|James G. Ramsay,
What makes a cardiothoracic anesthesiologist?
Some weeks ago, the SCA sent an email message to all members (with email addresses) announcing the proposal by the Accreditation Council for Graduate Medical Education (ACGME) regarding training program requirements for cardiothoracic anesthesiology. By the time you read this message, the comment period will have closed (November 18); I hope many of you made use of this important opportunity. If you do not have an up-to-date email address on file at SCA headquarters please contact Heather Spiess NOW (email@example.com) before reading further!
"The mission of the ACGME is to improve the quality of health care in the United States by ensuring and improving the quality of graduate medical education for physicians in training" (from the ACGME website). This private, non-profit council works closely with the Residency Review Committees (RRCs) of the medical specialties, as well as the major specialty groups such as ASA. The proposal on the ACGME website was for separate one year fellowships for pediatric and adult cardiothoracic anesthesiology.
For those of you who may not have been following this process, the appearance of the training program proposal by the ACGME is a very important step towards the recognition of cardiothoracic anesthesiology as a subspecialty in the United States. Once the proposal has been accepted, this will lead to ACGME accreditation of training programs, placing the subspecialty of cardiothoracic anesthesiology on the same educational foundation as cardiothoracic surgery and cardiology.
At the ACGME website, when you access the program requirements you can also access the "criteria document." The latter is the very persuasive and complete argument made by the SCA task force, appointed by the SCA Board more than eight years ago and headed by past president Alan Jay Schwartz. While this document reflects a large component of the work of the task force, Dr. Schwartz and his task force have also expended a major effort to elicit support from leaders in anesthesiology and in other specialties who provide care for the cardiothoracic surgery patient. It would be fair to say that successive presidents and boards of the SCA for the last 10 years have considered this to be a priority of the society, whose mission is to promote "excellence in patient care through education and research in perioperative care for patients undergoing cardiothoracic and vascular procedures." What could be more important or relevant to this mission than assuring a core program of knowledge, case-type exposure, and specific expertise for subspecialist cardiothoracic anesthesiologist trainees?
When you read the "criteria document" and the proposed program requirements, you will see what your society believes "makes" a cardiothoracic anesthesiologist. While one can quibble about some details, these documents indicate the broad range of experience, as well as the type of environment required, for the creation of a subspecialist. In addition, we expect a year of training in adult cardiothoracic anesthesiology to provide adequate exposure and training in transesophageal echocardiography (TEE) to enable the fellow to be eligible for certification by the National Board of Echocardiography (NBE).

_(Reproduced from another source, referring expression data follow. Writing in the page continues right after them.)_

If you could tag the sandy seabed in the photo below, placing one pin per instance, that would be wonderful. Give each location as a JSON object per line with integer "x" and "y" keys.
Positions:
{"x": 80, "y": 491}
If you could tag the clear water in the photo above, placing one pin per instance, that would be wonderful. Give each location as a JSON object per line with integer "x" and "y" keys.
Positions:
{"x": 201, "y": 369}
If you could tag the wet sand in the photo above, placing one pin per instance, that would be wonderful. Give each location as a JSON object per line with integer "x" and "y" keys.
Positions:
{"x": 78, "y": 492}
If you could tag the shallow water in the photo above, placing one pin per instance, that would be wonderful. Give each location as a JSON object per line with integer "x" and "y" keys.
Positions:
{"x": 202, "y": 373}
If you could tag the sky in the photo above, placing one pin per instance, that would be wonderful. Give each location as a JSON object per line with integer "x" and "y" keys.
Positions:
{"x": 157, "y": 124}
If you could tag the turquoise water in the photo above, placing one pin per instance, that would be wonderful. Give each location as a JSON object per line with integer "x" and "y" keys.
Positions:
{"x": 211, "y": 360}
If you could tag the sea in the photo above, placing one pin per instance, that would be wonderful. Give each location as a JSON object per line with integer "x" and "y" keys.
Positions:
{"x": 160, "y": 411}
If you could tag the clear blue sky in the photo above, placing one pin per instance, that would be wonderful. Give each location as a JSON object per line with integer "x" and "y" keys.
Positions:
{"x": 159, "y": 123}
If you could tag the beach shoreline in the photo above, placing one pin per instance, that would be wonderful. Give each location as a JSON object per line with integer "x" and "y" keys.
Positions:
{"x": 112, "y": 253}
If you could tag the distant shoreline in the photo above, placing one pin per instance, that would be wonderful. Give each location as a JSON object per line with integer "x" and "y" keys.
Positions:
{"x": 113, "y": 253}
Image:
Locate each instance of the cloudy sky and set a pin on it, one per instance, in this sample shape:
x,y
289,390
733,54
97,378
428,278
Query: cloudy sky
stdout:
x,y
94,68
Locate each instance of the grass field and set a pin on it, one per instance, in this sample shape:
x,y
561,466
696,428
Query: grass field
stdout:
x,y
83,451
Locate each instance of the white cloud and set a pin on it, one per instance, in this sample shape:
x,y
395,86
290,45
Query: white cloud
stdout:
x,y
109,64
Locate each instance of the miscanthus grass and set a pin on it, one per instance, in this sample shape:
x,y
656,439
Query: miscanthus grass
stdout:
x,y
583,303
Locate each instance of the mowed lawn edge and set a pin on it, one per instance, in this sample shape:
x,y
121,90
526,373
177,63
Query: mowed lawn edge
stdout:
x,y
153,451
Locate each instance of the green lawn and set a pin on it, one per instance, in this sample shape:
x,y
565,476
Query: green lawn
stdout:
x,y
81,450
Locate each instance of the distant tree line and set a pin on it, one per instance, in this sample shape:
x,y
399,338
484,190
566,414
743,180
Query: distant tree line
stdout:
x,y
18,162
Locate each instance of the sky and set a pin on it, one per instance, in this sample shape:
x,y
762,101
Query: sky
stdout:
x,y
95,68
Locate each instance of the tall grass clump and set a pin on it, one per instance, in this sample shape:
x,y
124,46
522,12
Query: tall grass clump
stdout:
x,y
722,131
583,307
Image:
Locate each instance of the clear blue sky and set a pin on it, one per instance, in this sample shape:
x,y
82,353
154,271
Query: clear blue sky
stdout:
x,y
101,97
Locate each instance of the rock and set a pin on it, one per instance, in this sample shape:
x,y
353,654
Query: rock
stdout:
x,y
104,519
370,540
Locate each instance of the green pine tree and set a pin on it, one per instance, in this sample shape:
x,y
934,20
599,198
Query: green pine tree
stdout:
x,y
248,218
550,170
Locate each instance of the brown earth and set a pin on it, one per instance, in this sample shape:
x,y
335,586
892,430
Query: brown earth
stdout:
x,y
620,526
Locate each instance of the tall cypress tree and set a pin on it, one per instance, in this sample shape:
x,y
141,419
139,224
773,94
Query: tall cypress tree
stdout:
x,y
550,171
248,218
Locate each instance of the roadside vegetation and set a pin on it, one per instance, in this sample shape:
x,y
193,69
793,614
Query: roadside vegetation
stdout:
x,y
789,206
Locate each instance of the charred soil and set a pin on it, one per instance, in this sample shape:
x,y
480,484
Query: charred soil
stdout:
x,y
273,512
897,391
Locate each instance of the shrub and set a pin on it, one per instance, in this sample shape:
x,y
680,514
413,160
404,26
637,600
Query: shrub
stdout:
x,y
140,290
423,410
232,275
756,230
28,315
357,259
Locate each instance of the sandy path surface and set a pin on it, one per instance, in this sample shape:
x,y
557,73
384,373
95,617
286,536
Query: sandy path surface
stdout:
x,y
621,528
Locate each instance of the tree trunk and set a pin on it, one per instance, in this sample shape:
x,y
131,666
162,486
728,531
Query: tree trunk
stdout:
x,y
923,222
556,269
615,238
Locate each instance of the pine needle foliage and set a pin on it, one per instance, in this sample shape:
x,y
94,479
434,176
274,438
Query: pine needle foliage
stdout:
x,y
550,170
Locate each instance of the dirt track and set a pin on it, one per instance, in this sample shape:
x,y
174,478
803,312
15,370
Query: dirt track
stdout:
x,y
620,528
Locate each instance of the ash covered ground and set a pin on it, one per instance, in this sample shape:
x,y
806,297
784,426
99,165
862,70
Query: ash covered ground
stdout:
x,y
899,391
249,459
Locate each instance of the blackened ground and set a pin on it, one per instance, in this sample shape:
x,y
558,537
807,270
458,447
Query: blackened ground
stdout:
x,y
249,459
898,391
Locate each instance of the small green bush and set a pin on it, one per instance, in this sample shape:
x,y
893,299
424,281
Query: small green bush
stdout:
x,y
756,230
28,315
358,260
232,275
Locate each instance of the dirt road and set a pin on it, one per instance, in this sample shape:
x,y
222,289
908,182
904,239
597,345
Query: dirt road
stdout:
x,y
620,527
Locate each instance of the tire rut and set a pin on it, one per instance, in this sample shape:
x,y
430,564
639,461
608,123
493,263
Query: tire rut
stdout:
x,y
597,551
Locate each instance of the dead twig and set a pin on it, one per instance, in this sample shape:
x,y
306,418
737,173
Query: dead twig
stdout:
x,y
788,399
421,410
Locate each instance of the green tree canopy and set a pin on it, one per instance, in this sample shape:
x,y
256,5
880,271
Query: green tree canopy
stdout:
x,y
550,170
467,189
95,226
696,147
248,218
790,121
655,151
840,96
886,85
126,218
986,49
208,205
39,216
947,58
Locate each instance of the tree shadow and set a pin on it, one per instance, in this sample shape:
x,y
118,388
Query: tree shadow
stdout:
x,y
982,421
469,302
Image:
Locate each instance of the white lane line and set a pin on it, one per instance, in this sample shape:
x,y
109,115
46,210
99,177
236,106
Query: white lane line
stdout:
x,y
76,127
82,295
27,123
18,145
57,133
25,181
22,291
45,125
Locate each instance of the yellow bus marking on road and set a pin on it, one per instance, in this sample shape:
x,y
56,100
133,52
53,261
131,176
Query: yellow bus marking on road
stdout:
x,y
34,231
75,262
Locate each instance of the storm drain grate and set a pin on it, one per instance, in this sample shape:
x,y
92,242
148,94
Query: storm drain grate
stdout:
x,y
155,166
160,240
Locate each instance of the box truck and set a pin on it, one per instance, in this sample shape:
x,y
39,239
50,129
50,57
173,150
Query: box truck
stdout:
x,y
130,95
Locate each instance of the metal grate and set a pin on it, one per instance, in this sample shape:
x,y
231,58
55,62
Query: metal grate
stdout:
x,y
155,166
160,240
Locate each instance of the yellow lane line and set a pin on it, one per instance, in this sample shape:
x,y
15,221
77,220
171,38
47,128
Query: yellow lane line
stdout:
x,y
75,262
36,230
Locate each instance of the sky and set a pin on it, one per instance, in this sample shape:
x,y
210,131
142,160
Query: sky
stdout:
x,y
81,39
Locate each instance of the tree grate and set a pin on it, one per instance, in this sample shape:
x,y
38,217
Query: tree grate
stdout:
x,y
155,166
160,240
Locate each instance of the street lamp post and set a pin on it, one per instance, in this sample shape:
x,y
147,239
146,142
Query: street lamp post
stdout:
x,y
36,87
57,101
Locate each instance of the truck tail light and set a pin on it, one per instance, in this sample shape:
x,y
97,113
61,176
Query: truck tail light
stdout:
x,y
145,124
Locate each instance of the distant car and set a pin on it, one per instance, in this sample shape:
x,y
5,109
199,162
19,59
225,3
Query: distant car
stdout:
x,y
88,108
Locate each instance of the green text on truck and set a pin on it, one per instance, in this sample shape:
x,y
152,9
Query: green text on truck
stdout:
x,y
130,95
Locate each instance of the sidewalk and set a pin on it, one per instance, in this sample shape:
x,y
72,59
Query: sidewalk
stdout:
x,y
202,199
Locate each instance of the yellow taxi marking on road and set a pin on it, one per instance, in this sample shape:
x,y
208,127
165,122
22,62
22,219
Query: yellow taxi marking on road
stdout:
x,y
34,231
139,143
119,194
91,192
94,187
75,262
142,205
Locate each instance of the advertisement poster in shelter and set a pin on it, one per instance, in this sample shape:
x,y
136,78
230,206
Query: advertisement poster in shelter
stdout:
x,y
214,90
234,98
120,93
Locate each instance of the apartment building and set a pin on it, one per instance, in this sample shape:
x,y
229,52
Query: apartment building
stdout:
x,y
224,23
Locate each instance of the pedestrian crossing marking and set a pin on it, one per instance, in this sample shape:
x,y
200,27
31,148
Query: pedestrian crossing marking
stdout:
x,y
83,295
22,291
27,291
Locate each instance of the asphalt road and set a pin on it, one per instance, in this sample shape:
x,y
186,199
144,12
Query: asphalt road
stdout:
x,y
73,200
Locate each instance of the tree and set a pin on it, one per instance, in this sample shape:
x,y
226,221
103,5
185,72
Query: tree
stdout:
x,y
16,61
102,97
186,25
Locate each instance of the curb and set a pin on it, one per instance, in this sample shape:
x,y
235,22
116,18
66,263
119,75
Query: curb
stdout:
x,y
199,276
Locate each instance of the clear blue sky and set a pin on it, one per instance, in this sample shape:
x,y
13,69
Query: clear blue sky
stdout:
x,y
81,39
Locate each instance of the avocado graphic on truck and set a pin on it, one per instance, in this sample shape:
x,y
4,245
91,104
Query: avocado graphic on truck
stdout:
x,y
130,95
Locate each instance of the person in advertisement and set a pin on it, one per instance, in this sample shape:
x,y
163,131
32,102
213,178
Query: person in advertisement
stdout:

One of the issues surrounding the creation of a new subspecialty is: what happens to the old guys like me? I need to be very clear on this point: creation of a subspecialty with program requirements and ACGME accreditation of training programs does NOT mean certification of individuals. My practice of cardiothoracic anesthesiology will continue as in the past, and I will continue to call myself a cardiothoracic anesthesiologist. In addition to staying abreast of new procedures and developments in our field, I need to continue to develop my knowledge of TEE, as during my "fellowship" year in 1983, (my final year of training in anesthesiology in Canada), TEE was in its infancy. Like many of you, I am working on the "practice experience pathway" towards eventual certification in TEE, according to the criteria defined by the NBE. With recognition of the subspeciality of cardiothoracic anesthesiology and accreditation of training programs, the professional prestige for those of us currently in practice will be enhanced, as we will be recognized as the pioneers and mentors of the new breed of subspecialists.
The process of creating the new subspecialty of cardiothoracic anesthesiology appears to be "on track" to become a reality under my watch (ie, within the next two years or so). I can only take credit for being one of many individuals at the SCA who has strongly supported the cause. The real credit goes to the vision of past president Richard Davis who put the subject on the table and created the task force, and of course to Alan Jay Schwartz and his task force who have guided the process to date.